Fatigue means a gradual loss of alertness that leads to occasional nodding off and then sleep. Fatigue causes drowsy driving. Drowsy drivers are more likely to have a crash by running off the road or having a head-on collision.
Main causes of drowsy driving
The three main causes of drowsy driving are:
- Not enough sleep.
- Driving when you would normally be asleep.
- Working or being awake for very long hours.
Other factors like highway boredom, road conditions and weather compound these causes.
To prevent fatigue related crashes, these factors need to be managed through correct scheduling practices, training and education.
Code of practice for fatigue management
Driver fatigue is a risk for all drivers and their passengers. For drivers of commercial vehicles, it is an occupational hazard which, under occupational safety and health laws, must be managed by a safe system of work.
The Code of Practice for Fatigue Management for Commercial Vehicle Drivers (available on the Department of Commerce website) provides guidance on what a safe system should consider.
The Code provides guidance to industry, the authorities and the courts, and provides a defence against prosecution.
The Department of Transport, in partnership with the taxi industry, has developed the following code of practice for taxi drivers: Fatigue management: A code of practice for the Western Australian taxi industry.
Please check your driver's licence conditions for further obligations related to fatigue management.
Fatigue Management Program
The template below (Vehicle maintenance fatigue management program) can be used to assist operators in managing fatigue risks.
|Fatigue management: A code of practice for the Western Australian taxi industry||Kb|
|Vehicle maintenance fatigue management program||Kb|
|Department of Commerce: Code of practice - Fatigue management for commercial vehicle drivers|
While it is ultimately the responsibility of the vehicle owner to maintain the vehicle, as a driver you are responsible for ensuring the vehicle is maintained throughout the duration of your shift.
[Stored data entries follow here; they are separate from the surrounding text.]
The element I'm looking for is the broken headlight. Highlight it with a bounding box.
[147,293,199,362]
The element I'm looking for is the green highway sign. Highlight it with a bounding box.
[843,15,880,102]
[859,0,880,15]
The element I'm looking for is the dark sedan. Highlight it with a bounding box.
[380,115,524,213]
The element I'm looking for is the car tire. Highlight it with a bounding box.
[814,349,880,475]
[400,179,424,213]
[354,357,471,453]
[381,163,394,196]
For example, ensuring tyres have adequate air, lights are working and oil level is correct. Any major issues should be reported to your employer immediately.
See the Department of Transport's Vehicle maintenance checklist page for further information on how to maintain your vehicle.
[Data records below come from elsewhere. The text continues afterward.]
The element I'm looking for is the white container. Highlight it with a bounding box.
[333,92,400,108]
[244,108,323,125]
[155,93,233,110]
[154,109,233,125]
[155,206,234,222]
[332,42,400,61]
As the driver of a vehicle, you will be required to keep the following records:
- Booking details (for each job).
- Booking ID (to identify jobs).
- Account/Hirer (customer details).
- Pick-up and destination addresses.
- Journey start and end time.
- Pricing (cost of job).
- Contract/pre-paid fares (for agreed/arranged jobs between operator and customer).
- Status (job successful/cancelled).
- Vehicle details.
- Vehicle details i.e. insurance, registration etc.
- Vehicle maintenance program.
- Driver details.
- Driver's details (driver's licence extension and driver's licence status).
- Fatigue management program.
You can keep these records in electronic or hard copy format.